Is Reinforcement Learning (Not) for Natural Language Processing?: Benchmarks, Baselines, and Building Blocks for Natural Language Policy Optimization
Rajkumar Ramamurthy* | Prithviraj Ammanabrolu* | Kianté Brantley | Jack Hessel |
Rafet Sifa | Christian Bauckhage | Hannaneh Hajishirzi | Yejin Choi |
We tackle the problem of training large language models to align to measures of human preferences. We note that many Natural Language Processing (NLP) tasks can be framed as sequence learning problems, with multitudes of non-differentiable automated metrics designed to grade performance by mimicking human judgements for the task.
Reinforcement Learning (RL) is a powerful paradigm for solving sequential tasks that learn from such scalar feedback and yet the use of RL for NLP tasks is severely hindered by a series of important, yet often undocumented pitfalls including: training instability of RL algorithms with combinatorially-sized language action spaces; high variance in automated NLP metrics to be used for feedback in the form of rewards; and reward hacking where a metric is state-of-the-art but the underlying spirit of the task remains unsolved.
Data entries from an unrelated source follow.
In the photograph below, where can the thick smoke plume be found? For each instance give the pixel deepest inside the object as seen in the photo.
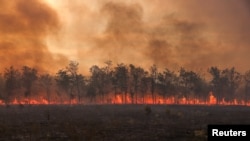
(24, 26)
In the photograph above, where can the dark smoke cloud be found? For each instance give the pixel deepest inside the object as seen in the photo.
(192, 34)
(24, 26)
(127, 38)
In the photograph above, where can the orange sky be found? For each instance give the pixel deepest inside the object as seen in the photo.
(194, 34)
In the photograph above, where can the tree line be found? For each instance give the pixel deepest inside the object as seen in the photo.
(125, 80)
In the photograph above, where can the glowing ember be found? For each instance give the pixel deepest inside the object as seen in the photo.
(120, 99)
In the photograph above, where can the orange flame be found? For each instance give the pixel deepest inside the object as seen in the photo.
(120, 99)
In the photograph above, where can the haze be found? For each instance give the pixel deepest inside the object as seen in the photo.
(192, 34)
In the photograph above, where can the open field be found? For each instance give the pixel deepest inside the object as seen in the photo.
(114, 122)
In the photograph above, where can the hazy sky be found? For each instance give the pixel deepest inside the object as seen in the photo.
(194, 34)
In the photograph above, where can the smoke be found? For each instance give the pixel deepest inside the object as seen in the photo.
(129, 38)
(192, 34)
(24, 26)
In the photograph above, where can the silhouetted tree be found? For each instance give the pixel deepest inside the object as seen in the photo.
(29, 75)
(46, 82)
(167, 83)
(63, 81)
(135, 75)
(247, 85)
(153, 76)
(216, 82)
(231, 81)
(2, 83)
(121, 79)
(12, 82)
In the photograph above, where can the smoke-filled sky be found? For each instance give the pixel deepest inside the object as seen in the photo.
(194, 34)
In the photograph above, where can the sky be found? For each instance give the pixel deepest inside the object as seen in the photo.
(194, 34)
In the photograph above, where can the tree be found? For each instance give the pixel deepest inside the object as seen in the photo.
(97, 81)
(224, 83)
(63, 81)
(2, 83)
(12, 82)
(29, 75)
(135, 75)
(247, 85)
(167, 83)
(153, 77)
(121, 79)
(231, 81)
(191, 84)
(46, 82)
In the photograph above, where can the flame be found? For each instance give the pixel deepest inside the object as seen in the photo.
(121, 98)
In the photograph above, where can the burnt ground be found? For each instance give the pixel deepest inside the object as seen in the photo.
(115, 122)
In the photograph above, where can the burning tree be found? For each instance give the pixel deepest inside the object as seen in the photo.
(167, 85)
(12, 82)
(120, 80)
(46, 82)
(153, 76)
(29, 75)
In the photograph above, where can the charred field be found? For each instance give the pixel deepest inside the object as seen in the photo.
(115, 122)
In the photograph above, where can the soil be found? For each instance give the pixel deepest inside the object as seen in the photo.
(115, 122)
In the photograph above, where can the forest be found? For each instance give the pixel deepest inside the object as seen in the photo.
(123, 84)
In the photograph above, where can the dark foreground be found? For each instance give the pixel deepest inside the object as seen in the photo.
(115, 122)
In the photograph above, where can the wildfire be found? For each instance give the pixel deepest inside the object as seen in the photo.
(121, 99)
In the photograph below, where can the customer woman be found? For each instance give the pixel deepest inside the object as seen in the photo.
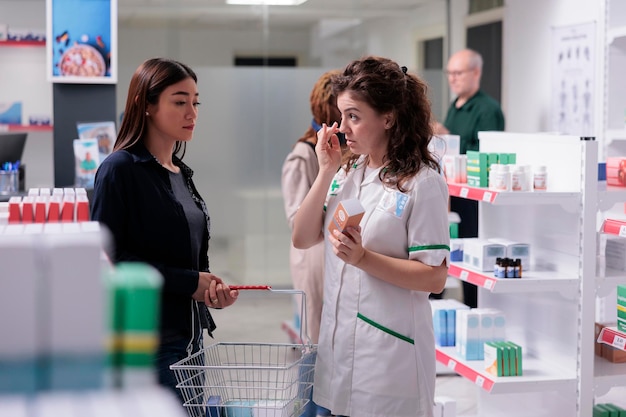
(376, 352)
(144, 194)
(298, 173)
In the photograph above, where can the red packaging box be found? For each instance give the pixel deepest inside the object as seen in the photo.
(616, 171)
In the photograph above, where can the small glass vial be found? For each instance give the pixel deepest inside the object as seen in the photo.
(518, 178)
(540, 178)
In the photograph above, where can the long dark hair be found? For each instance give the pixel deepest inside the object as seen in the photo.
(387, 88)
(146, 85)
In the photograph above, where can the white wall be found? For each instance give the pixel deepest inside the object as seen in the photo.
(526, 56)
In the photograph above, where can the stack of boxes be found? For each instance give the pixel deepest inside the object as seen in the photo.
(604, 350)
(476, 326)
(608, 410)
(42, 205)
(444, 320)
(503, 358)
(51, 307)
(621, 308)
(479, 163)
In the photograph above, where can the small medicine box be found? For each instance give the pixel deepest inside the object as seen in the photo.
(482, 254)
(348, 213)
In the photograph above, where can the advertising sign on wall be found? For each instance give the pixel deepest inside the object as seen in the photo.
(82, 41)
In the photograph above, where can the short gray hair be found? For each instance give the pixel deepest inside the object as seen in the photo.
(475, 59)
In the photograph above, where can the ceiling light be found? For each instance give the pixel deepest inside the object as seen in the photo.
(267, 2)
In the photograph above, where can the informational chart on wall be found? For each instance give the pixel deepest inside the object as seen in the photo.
(82, 41)
(573, 80)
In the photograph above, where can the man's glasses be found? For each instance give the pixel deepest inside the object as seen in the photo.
(456, 73)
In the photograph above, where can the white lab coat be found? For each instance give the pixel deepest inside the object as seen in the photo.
(376, 354)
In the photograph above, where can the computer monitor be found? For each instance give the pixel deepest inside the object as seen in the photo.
(12, 146)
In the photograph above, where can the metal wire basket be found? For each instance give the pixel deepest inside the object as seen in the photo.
(247, 379)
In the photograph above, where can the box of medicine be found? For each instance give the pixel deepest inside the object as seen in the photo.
(456, 250)
(515, 250)
(615, 252)
(348, 213)
(444, 320)
(616, 171)
(481, 253)
(493, 359)
(517, 369)
(621, 308)
(468, 341)
(477, 169)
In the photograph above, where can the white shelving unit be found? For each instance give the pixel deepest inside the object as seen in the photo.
(23, 78)
(551, 310)
(614, 104)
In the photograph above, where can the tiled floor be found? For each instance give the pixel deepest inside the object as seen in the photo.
(257, 317)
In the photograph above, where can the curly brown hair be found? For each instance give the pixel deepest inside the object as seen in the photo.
(388, 88)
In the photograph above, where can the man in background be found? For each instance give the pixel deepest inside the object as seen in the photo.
(472, 111)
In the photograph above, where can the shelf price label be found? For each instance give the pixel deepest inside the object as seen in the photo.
(464, 275)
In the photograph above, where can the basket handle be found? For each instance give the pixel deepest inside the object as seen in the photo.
(303, 318)
(250, 287)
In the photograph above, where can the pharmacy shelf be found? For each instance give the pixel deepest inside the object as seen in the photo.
(18, 44)
(608, 374)
(538, 376)
(512, 197)
(609, 195)
(25, 128)
(614, 134)
(531, 281)
(614, 227)
(616, 33)
(613, 337)
(607, 279)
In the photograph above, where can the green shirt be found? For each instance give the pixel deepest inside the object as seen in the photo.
(88, 165)
(480, 113)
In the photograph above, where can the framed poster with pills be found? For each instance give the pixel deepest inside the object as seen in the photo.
(81, 41)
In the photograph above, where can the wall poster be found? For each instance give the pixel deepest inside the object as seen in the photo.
(81, 41)
(573, 79)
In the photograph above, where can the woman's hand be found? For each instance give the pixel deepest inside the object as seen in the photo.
(214, 292)
(328, 149)
(348, 245)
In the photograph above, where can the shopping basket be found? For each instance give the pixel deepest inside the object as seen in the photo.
(248, 379)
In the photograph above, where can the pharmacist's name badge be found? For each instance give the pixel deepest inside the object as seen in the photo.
(393, 202)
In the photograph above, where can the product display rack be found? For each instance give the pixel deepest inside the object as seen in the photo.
(550, 311)
(18, 44)
(23, 50)
(532, 280)
(613, 106)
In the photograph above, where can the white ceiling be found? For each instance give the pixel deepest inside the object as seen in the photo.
(217, 14)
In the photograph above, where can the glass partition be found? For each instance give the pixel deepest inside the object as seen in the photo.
(251, 116)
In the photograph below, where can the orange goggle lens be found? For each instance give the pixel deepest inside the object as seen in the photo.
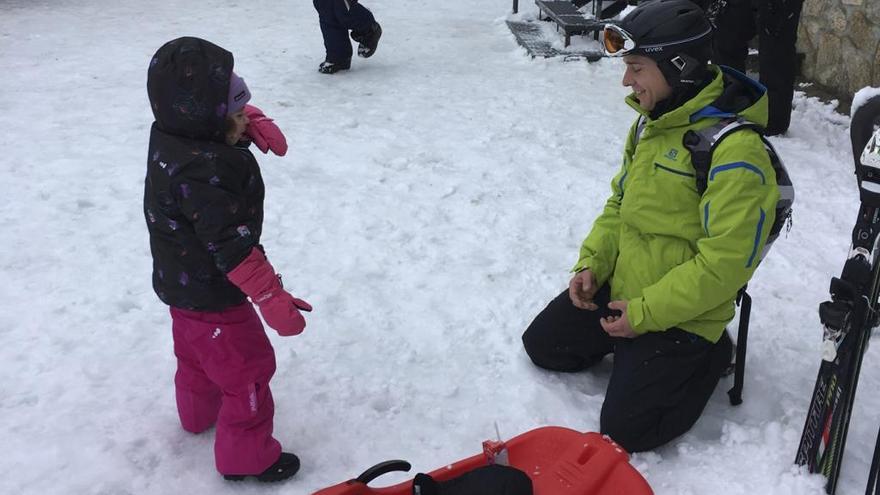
(616, 42)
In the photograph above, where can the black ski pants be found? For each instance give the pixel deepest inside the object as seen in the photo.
(337, 17)
(776, 23)
(660, 381)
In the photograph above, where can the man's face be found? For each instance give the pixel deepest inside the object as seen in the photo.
(646, 81)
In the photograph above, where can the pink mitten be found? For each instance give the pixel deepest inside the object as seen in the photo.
(256, 278)
(263, 132)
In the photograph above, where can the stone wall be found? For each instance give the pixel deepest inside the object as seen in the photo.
(841, 43)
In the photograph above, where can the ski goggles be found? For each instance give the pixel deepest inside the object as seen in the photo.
(616, 41)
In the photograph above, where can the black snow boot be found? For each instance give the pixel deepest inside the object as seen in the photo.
(367, 42)
(286, 466)
(328, 67)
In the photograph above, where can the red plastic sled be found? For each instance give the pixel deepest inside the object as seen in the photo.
(560, 461)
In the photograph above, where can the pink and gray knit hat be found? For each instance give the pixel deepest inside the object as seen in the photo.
(239, 95)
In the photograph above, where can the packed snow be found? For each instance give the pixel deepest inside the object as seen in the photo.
(432, 203)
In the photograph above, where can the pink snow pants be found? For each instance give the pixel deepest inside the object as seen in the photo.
(224, 364)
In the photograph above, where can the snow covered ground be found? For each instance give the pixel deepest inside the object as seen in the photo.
(433, 201)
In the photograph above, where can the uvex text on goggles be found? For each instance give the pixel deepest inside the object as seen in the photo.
(617, 42)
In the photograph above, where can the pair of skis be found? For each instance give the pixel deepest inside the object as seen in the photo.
(849, 317)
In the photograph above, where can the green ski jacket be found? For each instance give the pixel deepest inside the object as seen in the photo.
(677, 257)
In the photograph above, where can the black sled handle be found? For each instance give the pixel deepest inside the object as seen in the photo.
(382, 468)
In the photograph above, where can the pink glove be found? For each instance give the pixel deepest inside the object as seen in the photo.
(263, 132)
(256, 278)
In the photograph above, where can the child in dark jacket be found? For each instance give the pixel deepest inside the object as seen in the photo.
(337, 18)
(203, 202)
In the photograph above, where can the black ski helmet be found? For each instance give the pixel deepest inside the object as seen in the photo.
(674, 33)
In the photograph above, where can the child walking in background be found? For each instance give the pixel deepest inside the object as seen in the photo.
(337, 17)
(203, 202)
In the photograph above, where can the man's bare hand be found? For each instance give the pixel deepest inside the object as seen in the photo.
(618, 326)
(581, 289)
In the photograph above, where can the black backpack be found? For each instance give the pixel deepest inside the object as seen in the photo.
(701, 145)
(493, 479)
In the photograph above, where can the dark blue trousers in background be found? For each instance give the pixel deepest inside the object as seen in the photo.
(337, 18)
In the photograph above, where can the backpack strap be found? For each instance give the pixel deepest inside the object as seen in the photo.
(702, 144)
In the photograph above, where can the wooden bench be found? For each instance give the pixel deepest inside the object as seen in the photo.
(571, 21)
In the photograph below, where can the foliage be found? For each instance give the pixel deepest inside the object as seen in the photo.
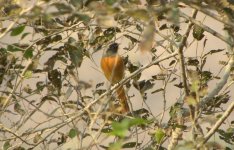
(49, 49)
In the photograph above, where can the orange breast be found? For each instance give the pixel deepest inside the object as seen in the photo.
(113, 68)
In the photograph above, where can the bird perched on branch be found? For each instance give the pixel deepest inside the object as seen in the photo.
(113, 67)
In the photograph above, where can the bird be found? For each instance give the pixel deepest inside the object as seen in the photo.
(113, 67)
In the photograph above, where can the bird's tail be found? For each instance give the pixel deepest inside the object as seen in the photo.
(123, 100)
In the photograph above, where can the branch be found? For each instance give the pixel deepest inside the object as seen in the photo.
(207, 29)
(206, 12)
(181, 55)
(177, 133)
(217, 124)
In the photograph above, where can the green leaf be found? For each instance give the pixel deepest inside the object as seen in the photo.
(120, 129)
(73, 133)
(159, 135)
(17, 30)
(132, 39)
(130, 145)
(28, 74)
(198, 32)
(24, 35)
(28, 53)
(110, 2)
(77, 3)
(115, 146)
(140, 14)
(13, 48)
(75, 51)
(6, 145)
(18, 109)
(139, 28)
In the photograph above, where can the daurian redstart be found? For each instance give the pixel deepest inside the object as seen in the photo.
(113, 67)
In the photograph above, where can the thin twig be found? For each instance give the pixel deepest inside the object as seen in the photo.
(206, 28)
(217, 124)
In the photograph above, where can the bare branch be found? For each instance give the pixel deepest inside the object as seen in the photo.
(217, 124)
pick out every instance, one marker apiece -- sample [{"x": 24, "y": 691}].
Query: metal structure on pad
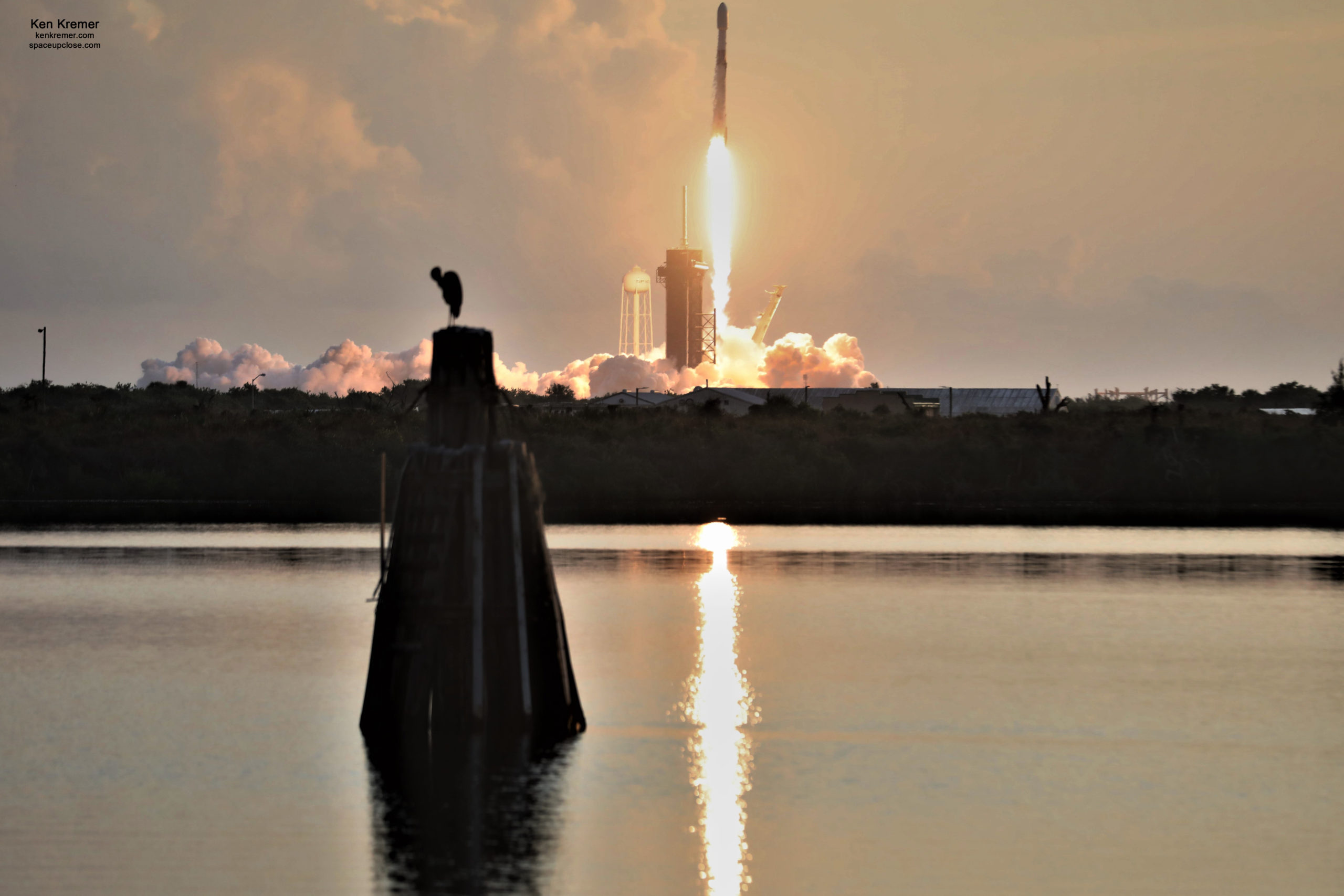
[
  {"x": 636, "y": 313},
  {"x": 683, "y": 279}
]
The RL4LMs project attempts to alleviate these pitfalls by:
(1) providing guidelines for when RL should be used and what kinds of current NLP tasks and metrics are best suited for it in the form of a new ever-evolving benchmark dubbed GRUE (General Reinforced-language Understanding Evaluation);
(2) demonstrating how to use RL for language via a novel RL algorithm NLPO (Natural Language Policy Optimization) created to be more stable and less susceptible to both large language action spaces and high variance in rewards;
(3) A practical day-to-day guide including high-quality implementations and hyperparameters of NLPO along with multiple existing online RL algorithms such as PPO and A2C to train any causal or seq2seq transformer in the popular HuggingFace library.